Grandpa had a favorite gas station where he purchased most of his gas. The gas station was called Cleabers, after the owner’s name. The last time I was in Spencer in about 2002, the gas station was still there but had changed in appearance and made much more modern. I remember that back in the late 40’s and early 50’s, Grandma and Grandpa would receive dinnerware as incentives for the gas that they purchased and Grandma had at lease 4 or 5 sets of dinnerware that she had stored away for gifts.

Introduction

My Blog of my Life as I Remember

I havedecided to write my autobiography as I remember it here in this Blog. I am doing this for two reasons: I ould like to share ith my family and friends some of the many events in my life that stand out.
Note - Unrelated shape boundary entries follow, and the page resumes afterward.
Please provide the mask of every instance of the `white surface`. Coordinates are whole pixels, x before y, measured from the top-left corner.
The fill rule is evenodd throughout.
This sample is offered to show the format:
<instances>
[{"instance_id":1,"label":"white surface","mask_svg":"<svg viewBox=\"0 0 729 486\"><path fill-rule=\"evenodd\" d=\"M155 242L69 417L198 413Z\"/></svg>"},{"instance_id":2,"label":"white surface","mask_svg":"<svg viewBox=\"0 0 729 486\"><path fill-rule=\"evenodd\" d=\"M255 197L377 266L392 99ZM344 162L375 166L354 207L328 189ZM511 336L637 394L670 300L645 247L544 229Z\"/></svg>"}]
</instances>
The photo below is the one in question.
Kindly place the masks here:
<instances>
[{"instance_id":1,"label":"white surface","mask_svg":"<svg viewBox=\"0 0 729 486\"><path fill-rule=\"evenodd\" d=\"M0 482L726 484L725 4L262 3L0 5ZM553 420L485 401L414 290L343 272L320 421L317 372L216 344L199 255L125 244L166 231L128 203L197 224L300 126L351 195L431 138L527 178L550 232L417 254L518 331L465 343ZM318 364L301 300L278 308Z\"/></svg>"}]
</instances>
My life has been a happy life. That is not to say that I have had only "sunny" days. I have also had "stormy"days.

I have had a lot of help from family and friends during my life to deal with all sorts of events. I have a very strong belief in God and also believe He has a plan for my life and has used these family members and friends to be a part of this plan.

This plan for my life or "path" for my life is what I am trying to recall in this Blog. I have attempted to go back, as best I can, to recall events that stand out in my life.

I must tell you that I write like I think so many times you will discover that I will "ramble". I have let that fact, that I ramble, get in the way of my getting all this "stuff" down in writing in the past. I decided that I could not let that be a factor to hold me back so I have decided to forge on and do my best with the writing knowledge and ability I have.